St. George – A large crowd of civic officials and community members gathered along Telegraph Street in Washington City on a cold, rainy Friday afternoon to pay tribute to two cyclists who were killed earlier this month by a disabled driver.
“I wish there was no need for an event like this today,” Washington Mayor Chris Stahely said, standing near the white-coated bikes, also known as “ghost bikes” that represented brothers Matthew, 48, and Adam Pollard. , 49.
The brothers were riding their bikes down Telegraph Street as part of the Spring Tour of St. George on April 9 when 47-year-old driver Julie Ann Budge hit cyclists on the side of the road. They were riding in the bike lane beside the road. According to police documents, Budge was driving a damaged car at the time of the accident.
The brothers were taken to St. George’s Regional Hospital for treatment, where they were pronounced dead.
Before being taken to the hospital, the sons of the two men, who also took part in the race, climbed to the scene and witnessed the immediate aftermath.
“I wish Adam and Matthew were home with their families talking about the wonderful time they had in Washington County,” Stahely continued. “I wish we hadn’t gathered here today to mourn the preventable loss of two lives – but here we are. We are here with white bikes honoring two lives that didn’t need to be reduced.”
Stahele was one of a handful of local officials who spoke at the Pollard brothers’ memorial service. He was followed by St. George Mayor Michael Randall, Washington City Police Lt. Cory Kloots and St. George City Councilman Daniel Larkin, who spoke on behalf of the Southern Utah Cycling Federation.
Larkin said everyone has a story of someone they know who has been affected by someone being an irresponsible driver. She had her own story that she shared with the assemblers.

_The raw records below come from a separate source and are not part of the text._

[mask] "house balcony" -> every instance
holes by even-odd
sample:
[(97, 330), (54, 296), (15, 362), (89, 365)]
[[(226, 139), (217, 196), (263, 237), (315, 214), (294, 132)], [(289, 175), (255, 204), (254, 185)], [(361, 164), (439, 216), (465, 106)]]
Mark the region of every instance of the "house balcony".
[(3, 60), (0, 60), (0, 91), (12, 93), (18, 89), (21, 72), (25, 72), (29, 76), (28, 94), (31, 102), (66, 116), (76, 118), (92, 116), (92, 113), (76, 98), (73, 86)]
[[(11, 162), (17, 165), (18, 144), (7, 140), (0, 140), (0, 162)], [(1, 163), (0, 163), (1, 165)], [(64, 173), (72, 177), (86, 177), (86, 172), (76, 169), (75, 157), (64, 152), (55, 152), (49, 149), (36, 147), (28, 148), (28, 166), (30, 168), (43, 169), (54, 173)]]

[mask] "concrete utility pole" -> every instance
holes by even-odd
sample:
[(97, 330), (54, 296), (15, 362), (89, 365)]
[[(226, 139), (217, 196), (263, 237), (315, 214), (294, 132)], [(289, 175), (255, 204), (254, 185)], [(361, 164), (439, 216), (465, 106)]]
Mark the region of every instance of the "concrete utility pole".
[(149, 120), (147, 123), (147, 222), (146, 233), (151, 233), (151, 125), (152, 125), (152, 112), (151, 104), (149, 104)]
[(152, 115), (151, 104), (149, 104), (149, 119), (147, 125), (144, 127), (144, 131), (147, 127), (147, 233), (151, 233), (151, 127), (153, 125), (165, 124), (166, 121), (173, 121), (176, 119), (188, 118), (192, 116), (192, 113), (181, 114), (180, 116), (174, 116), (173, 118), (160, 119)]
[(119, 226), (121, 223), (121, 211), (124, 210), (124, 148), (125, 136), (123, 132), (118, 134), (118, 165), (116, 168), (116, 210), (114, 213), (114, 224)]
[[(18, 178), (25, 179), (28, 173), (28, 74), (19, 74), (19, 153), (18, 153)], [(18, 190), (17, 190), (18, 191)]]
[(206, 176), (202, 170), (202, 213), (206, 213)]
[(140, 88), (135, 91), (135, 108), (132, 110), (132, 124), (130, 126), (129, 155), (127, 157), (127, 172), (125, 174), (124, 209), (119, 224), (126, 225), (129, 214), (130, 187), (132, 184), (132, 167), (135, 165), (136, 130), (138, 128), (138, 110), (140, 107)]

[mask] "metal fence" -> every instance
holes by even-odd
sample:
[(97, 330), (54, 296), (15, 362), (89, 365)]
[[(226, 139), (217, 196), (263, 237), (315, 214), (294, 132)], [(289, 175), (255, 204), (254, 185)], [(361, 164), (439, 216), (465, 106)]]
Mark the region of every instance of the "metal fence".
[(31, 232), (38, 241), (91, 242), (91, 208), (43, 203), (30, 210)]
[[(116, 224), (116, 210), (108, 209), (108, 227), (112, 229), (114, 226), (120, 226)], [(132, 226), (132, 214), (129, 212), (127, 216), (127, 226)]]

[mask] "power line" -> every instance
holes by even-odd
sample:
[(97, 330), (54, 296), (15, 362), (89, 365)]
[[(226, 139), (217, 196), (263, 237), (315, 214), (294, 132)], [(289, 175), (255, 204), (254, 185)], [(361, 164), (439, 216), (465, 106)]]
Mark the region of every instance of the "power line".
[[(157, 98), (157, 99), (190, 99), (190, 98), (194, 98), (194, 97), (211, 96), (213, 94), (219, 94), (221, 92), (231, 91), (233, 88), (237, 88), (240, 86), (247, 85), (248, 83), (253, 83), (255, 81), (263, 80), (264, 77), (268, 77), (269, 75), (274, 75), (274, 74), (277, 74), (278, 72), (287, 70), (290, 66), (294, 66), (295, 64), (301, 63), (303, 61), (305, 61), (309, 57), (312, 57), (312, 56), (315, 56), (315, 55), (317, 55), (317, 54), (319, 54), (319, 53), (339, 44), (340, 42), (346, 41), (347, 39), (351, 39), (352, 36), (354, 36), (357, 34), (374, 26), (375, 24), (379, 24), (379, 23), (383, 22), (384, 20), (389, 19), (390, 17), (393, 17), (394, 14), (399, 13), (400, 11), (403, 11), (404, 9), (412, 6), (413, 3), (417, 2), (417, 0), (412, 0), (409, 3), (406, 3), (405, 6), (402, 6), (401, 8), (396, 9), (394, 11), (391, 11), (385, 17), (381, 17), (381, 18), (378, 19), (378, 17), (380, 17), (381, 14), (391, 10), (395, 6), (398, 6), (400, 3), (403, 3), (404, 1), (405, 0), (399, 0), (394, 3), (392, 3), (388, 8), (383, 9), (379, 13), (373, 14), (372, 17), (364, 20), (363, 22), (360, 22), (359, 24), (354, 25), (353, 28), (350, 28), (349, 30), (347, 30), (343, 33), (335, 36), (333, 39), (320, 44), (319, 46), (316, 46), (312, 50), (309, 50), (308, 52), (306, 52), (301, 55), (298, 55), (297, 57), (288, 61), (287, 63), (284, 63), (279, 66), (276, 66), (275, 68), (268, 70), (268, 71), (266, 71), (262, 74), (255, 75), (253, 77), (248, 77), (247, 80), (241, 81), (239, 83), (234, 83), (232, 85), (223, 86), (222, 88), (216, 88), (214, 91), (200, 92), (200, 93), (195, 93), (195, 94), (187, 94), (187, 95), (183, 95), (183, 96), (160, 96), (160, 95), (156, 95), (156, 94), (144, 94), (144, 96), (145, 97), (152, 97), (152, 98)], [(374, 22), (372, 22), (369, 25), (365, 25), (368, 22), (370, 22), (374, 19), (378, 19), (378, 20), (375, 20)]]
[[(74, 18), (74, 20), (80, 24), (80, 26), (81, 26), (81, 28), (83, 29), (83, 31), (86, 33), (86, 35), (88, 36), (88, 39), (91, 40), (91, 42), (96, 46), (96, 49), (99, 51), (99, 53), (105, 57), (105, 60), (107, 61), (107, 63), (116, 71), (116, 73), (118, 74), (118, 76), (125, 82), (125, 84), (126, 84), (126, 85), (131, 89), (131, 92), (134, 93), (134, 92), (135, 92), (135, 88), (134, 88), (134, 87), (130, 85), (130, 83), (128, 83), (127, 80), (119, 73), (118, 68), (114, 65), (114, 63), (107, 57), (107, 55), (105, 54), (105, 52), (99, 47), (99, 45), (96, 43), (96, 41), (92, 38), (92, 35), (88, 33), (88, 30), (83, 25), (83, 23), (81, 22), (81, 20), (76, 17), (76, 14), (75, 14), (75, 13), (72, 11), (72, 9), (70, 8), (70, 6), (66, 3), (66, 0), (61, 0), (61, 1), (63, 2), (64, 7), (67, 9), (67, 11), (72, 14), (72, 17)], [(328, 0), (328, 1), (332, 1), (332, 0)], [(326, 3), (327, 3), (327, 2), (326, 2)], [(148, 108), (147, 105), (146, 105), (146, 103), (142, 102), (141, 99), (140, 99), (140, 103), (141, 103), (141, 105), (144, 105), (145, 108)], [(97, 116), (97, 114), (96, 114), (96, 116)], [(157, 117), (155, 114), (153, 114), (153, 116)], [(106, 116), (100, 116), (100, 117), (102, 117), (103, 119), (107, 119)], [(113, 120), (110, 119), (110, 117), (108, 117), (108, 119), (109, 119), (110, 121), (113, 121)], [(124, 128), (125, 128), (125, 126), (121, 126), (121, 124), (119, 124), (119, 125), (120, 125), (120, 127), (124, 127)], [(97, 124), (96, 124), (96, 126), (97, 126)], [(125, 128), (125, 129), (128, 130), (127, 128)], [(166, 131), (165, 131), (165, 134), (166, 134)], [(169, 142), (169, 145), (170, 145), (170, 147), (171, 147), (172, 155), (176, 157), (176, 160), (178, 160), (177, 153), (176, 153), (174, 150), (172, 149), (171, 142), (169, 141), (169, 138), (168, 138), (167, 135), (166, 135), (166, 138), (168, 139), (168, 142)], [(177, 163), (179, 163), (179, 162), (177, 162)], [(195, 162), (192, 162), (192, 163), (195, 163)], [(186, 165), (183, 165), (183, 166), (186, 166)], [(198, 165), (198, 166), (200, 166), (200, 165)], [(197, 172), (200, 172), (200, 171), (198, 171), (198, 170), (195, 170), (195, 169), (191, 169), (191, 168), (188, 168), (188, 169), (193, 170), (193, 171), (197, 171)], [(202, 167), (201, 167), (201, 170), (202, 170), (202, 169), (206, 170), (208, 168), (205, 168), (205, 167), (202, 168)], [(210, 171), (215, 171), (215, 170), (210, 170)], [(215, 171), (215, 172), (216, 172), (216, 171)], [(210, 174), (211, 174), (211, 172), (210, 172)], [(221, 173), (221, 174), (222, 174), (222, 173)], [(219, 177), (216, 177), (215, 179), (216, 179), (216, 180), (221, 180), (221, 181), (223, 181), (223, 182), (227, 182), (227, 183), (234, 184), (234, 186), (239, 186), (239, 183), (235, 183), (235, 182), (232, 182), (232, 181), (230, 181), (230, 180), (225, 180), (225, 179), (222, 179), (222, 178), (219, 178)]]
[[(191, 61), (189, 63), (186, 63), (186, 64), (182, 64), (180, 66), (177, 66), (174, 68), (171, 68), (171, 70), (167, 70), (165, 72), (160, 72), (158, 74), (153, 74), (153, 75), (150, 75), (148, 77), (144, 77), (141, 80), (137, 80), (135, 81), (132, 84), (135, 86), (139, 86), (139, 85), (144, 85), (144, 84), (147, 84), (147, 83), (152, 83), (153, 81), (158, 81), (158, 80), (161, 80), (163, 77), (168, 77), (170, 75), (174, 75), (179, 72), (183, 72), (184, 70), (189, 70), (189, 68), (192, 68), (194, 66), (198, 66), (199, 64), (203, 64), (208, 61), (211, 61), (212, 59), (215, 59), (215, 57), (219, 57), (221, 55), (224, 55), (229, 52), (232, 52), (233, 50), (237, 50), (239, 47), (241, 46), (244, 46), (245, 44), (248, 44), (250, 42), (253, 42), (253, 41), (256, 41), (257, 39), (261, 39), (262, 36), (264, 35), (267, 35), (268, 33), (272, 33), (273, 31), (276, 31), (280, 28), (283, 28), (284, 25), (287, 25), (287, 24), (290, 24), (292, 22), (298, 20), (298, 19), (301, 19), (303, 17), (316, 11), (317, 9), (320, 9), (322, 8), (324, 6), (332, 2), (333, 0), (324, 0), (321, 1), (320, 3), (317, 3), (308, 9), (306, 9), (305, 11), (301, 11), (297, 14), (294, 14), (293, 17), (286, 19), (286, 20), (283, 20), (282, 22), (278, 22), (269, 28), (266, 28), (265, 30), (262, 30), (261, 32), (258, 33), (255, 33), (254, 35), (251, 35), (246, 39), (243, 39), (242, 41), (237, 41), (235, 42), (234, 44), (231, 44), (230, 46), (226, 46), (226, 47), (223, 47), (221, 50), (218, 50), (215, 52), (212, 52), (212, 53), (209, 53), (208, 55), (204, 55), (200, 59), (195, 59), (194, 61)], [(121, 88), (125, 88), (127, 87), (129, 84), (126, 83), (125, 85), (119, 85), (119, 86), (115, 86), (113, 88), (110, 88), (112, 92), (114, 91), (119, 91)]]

“In my own life when I was a little girl, my father’s life was taken in the line of duty because of the actions of someone who chose to drive irresponsibly,” she said. “My life and my family’s life changed forever on that day. The Pollard family’s life will be changed forever because of this irresponsible act.”
While members of the Pollard family were not present due to the funeral preparations taking place in California for the two brothers, it was streamed online by the City of Washington so the family could watch.

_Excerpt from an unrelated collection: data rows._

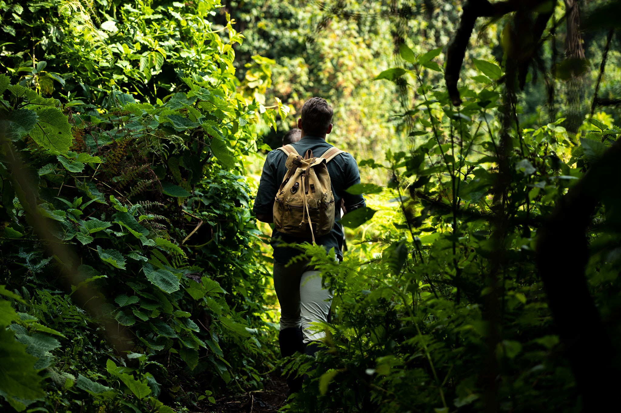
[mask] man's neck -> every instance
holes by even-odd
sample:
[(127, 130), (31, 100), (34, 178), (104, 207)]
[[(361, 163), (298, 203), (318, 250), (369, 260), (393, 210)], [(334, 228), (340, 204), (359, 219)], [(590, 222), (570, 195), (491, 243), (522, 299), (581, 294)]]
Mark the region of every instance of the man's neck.
[(324, 136), (322, 136), (321, 135), (314, 135), (314, 134), (306, 134), (306, 133), (304, 133), (304, 131), (302, 130), (302, 131), (301, 137), (300, 137), (300, 139), (304, 139), (305, 136), (313, 136), (313, 137), (320, 137), (321, 139), (322, 139), (324, 141), (325, 141), (326, 134), (324, 134)]

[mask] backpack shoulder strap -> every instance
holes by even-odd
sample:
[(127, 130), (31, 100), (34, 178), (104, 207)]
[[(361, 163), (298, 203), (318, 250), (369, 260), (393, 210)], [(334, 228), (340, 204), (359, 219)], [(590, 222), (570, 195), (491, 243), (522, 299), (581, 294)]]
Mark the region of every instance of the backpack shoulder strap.
[(279, 148), (276, 148), (276, 150), (281, 150), (284, 152), (287, 156), (289, 156), (289, 154), (295, 154), (296, 155), (299, 155), (297, 151), (296, 150), (296, 148), (293, 147), (291, 145), (285, 145), (284, 146), (281, 146)]
[(326, 150), (325, 153), (324, 153), (323, 155), (321, 155), (321, 157), (325, 159), (325, 162), (328, 163), (332, 159), (333, 159), (334, 157), (337, 155), (338, 155), (339, 154), (345, 154), (345, 152), (344, 150), (341, 150), (338, 148), (333, 146), (332, 147)]

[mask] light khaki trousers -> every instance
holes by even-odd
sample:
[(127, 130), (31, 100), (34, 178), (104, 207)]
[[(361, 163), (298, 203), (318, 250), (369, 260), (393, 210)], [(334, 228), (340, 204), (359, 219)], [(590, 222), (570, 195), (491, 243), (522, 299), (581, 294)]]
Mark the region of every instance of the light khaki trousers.
[(302, 327), (304, 344), (325, 337), (310, 325), (327, 322), (332, 292), (321, 283), (321, 273), (307, 262), (297, 262), (286, 267), (274, 263), (274, 287), (280, 303), (280, 329)]

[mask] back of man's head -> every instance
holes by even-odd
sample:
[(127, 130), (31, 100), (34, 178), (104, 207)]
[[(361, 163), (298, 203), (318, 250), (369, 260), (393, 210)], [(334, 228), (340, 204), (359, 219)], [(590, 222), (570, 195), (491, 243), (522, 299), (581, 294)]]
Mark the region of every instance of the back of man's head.
[(289, 132), (286, 133), (284, 136), (283, 137), (283, 146), (289, 144), (294, 144), (301, 138), (302, 131), (297, 128), (294, 128), (293, 129), (290, 129)]
[(302, 107), (302, 129), (305, 135), (323, 136), (332, 123), (332, 108), (325, 99), (312, 97)]

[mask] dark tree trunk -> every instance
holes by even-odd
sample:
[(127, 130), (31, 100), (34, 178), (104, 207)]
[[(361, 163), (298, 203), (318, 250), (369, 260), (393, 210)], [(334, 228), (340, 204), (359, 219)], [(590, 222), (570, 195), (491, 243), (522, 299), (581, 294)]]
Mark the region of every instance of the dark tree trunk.
[(586, 412), (621, 406), (621, 372), (584, 276), (586, 228), (600, 201), (619, 211), (620, 177), (621, 140), (561, 199), (537, 242), (537, 266)]

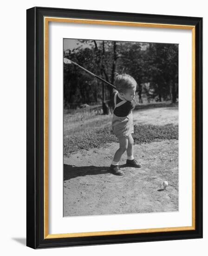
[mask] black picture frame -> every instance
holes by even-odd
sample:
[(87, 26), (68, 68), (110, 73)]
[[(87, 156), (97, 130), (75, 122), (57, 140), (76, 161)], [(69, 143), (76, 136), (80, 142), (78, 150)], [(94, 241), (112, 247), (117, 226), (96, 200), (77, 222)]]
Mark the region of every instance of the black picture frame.
[[(44, 17), (193, 26), (195, 31), (195, 224), (192, 230), (46, 237), (44, 190)], [(202, 237), (202, 18), (34, 7), (27, 10), (26, 245), (33, 249)]]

Stahely shared that Washington City Police Chief Jason Williams and the officer who supervised the scene were in California at the invitation of the Pollard family to attend the brothers’ funerals.

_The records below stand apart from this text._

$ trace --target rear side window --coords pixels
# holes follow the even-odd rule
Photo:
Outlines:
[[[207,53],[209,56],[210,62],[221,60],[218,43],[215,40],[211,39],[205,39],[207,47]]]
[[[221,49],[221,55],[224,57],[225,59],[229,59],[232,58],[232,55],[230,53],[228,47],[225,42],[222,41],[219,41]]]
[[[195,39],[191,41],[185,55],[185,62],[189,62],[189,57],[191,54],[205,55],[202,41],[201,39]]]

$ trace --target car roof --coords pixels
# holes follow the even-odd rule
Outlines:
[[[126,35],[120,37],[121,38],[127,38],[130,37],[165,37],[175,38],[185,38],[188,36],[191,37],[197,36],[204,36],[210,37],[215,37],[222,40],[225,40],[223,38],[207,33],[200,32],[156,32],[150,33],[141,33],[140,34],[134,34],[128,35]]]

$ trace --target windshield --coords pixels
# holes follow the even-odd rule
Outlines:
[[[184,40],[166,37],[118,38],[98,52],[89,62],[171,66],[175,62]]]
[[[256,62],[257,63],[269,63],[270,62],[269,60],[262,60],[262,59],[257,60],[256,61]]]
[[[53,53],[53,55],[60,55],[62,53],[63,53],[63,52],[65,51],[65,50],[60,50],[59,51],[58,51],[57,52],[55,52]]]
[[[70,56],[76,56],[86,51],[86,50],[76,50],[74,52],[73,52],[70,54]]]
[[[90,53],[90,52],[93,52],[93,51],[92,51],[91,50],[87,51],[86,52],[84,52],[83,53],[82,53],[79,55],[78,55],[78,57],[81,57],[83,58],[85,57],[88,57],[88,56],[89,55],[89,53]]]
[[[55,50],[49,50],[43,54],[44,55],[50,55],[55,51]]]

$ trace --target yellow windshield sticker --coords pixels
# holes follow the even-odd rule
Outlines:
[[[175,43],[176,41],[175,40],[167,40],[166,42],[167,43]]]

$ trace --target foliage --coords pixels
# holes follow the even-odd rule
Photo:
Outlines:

During her private notes, Randall shared that she received a call from a member of the Pollard family who expressed how grateful the family was for the support the community had shown them.
“If this tragedy happened, she would have said it happened in the best possible place,” Randall said. “Because they (the Pollard family) were surrounded by love and support from our community, she said that if it had happened in California where they were living, it would have been just another death and no one would care about it.”
Randall went on to say she hopes the two white bikes will serve as a reminder to people to avoid poor and distracted driving.
“One incident like this one is too many,” Staheli said after the monument. “Washington City does not tolerate idle or distracted driving.”
He warned everyone who spoke at the event about faulty and distracted driving and urged motorists to share the road responsibly.
“Our community, our visitors and those just passing through deserve to feel safe and protected as they cross out of town,” the officer said. “There is no excuse for poor or distracted driving. Let this event serve as a reminder of how fragile life is and how quickly it can change.”
Washington City, St. George, and the surrounding communities have embraced active transportation over the past decade and provided infrastructure—such as bike lanes and paths—that supports and encourages cycling, wakefulness, and so on. While additional infrastructure and an increase in bicycle use have coincided with growth, the number of cars they share the road with has also increased.
“Compared to where it was five or 10 years ago, we have more people driving as well as people getting back up and being on the road — more people means a higher probability of it happening (another accident),” Kloots said.
“If people can be vigilant — take those extra few seconds and wait for the car to pass and go take your turn. Just being in a hurry might save you five or 10 minutes max, but you compare it to something like this that happens, and it just becomes a tragedy that you will spend The rest of your life is to deal with it. Not worth it.”
The city of Washington will eventually build a more permanent memorial to the Pollard brothers, Stahely said. For now, white ghost bikes are a reminder to people not to make bad choices while on the road because they can lead to disastrous consequences.
A GoFundMe account has been created for the Bullard family and has raised over $100,000 as of Friday evening.